Taze Shepard -- the man who killed with that line about being "a Democrat next year" -- was a fine speaker, but failed to get endorsements either. Those went to Steve Raby; Shepard's late negative-ad campaign failed to make a dent, and in fact hurt him. Raby will now face Mo Brooks, who beat Parker Griffith in a walk as well. By showing up for every tea party event and gun show in the district since January, Brooks proved a better campaigner than his tea party rival, Les Phillip. The latter ran an anti-Obama ad (as did Parker Griffith), but got nowhere.
Tim James spent more money than anyone else in the Republican governor's race, mostly on pandering advertisements. Yet he only managed to move from a distant third to a third-but-nearly-second. Even Ten Commandments Judge Roy Moore's attack ad couldn't unseat frontrunner Bradley Byrne; he won a strong plurality of Alabama's Republican voters while Moore came in fourth. Dale Peterson may have become a viral video star by waving a Winchester rifle with his finger on the trigger, but it didn't translate into victory at the polls: he came in third in his primary race.
Indeed, Phillip had no money or endorsements because of Parker Griffith's party switch. James is best known as the son of the governor who made Alabama miss George Wallace. And until his epic jump-cut ad, no one had ever heard of Dale Peterson. What these candidates had in common was desperation; Democrat Taze Shepard was also desperate. The voters saw right through them.

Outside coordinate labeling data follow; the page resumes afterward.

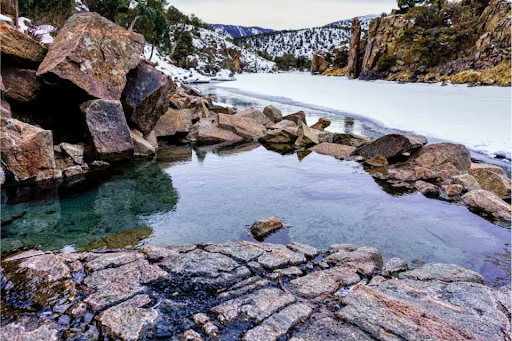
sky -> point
(281, 14)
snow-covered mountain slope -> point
(364, 20)
(305, 42)
(234, 31)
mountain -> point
(235, 31)
(305, 42)
(364, 20)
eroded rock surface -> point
(245, 291)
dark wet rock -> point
(27, 151)
(95, 54)
(141, 147)
(427, 189)
(273, 114)
(256, 115)
(20, 84)
(298, 117)
(321, 124)
(490, 179)
(345, 139)
(365, 260)
(128, 320)
(443, 272)
(146, 96)
(325, 282)
(489, 203)
(394, 266)
(174, 122)
(377, 161)
(307, 137)
(207, 131)
(333, 149)
(108, 129)
(247, 128)
(20, 46)
(389, 146)
(279, 324)
(264, 227)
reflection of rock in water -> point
(503, 261)
(129, 238)
(112, 207)
(173, 154)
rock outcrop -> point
(146, 96)
(94, 54)
(246, 291)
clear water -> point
(188, 195)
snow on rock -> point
(478, 117)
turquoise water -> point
(193, 195)
(189, 196)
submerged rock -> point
(95, 54)
(264, 227)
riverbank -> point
(478, 117)
(245, 291)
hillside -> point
(235, 31)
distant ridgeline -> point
(462, 42)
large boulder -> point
(146, 96)
(488, 202)
(255, 115)
(247, 128)
(490, 179)
(20, 84)
(174, 122)
(95, 54)
(207, 131)
(391, 145)
(27, 151)
(108, 129)
(20, 46)
(353, 66)
(274, 114)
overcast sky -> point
(281, 14)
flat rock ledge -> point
(245, 291)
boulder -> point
(391, 145)
(490, 179)
(249, 129)
(108, 130)
(20, 46)
(298, 117)
(436, 156)
(427, 189)
(174, 122)
(27, 151)
(333, 149)
(346, 139)
(93, 53)
(488, 202)
(20, 84)
(321, 124)
(266, 226)
(378, 161)
(353, 66)
(74, 151)
(207, 131)
(273, 114)
(306, 137)
(256, 115)
(146, 96)
(141, 147)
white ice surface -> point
(478, 117)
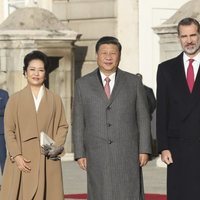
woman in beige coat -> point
(28, 173)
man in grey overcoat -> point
(111, 127)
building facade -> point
(132, 21)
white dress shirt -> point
(195, 64)
(112, 80)
(38, 99)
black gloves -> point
(52, 152)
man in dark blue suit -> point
(3, 101)
(178, 114)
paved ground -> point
(75, 178)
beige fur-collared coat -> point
(22, 127)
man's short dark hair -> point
(108, 40)
(186, 22)
(36, 55)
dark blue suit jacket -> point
(3, 101)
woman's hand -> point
(22, 163)
(143, 159)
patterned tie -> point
(107, 87)
(190, 75)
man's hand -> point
(143, 159)
(166, 157)
(22, 163)
(82, 162)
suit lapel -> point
(180, 79)
(45, 111)
(189, 99)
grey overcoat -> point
(111, 134)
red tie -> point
(190, 75)
(107, 87)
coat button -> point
(110, 141)
(109, 125)
(109, 107)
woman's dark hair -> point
(36, 55)
(108, 40)
(186, 22)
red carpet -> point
(147, 196)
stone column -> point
(127, 31)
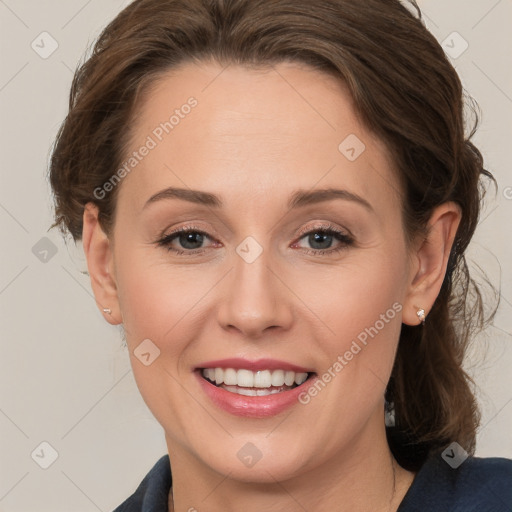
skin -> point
(255, 137)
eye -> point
(321, 239)
(189, 238)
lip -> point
(252, 406)
(239, 363)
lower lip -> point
(252, 406)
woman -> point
(274, 199)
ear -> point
(429, 262)
(100, 264)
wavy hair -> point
(405, 90)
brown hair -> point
(404, 89)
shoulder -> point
(152, 493)
(477, 484)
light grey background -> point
(64, 376)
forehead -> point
(265, 130)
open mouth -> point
(258, 383)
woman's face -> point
(295, 264)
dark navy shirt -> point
(477, 485)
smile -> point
(254, 383)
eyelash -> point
(345, 239)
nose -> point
(255, 299)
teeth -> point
(248, 379)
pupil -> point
(188, 238)
(317, 238)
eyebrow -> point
(298, 199)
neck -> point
(357, 479)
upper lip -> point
(239, 363)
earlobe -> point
(431, 260)
(99, 256)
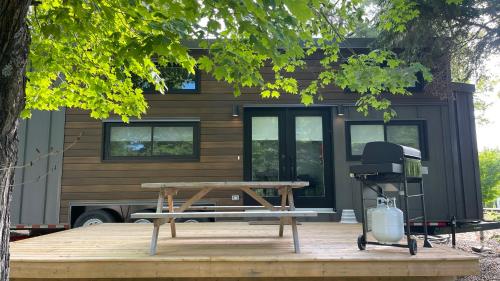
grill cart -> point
(387, 165)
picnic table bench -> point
(168, 190)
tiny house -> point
(199, 131)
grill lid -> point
(387, 152)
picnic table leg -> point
(154, 238)
(170, 200)
(284, 194)
(295, 233)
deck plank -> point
(222, 250)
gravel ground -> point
(489, 260)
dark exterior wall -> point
(35, 197)
(87, 177)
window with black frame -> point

Davis ran away from his base. He allowed Sparks to be the one defending the health care bill. He modeled his campaign organization on Obama's (even adopting similar campaign imagery), but sought no presidential endorsement. Meanwhile, he was losing the grassroots organizations that still dominate Alabama's Democratic Party.
The takeaway for Democrats still facing primaries around the country? Despite all the tea party noise, even a red state Democrat can't win if they ignore their base or run towards an imaginary center. You must still shake the most hands, cultivate endorsements, and energize your party to choose you over the other person. You don't get there by pushing the Democrats or their principles away.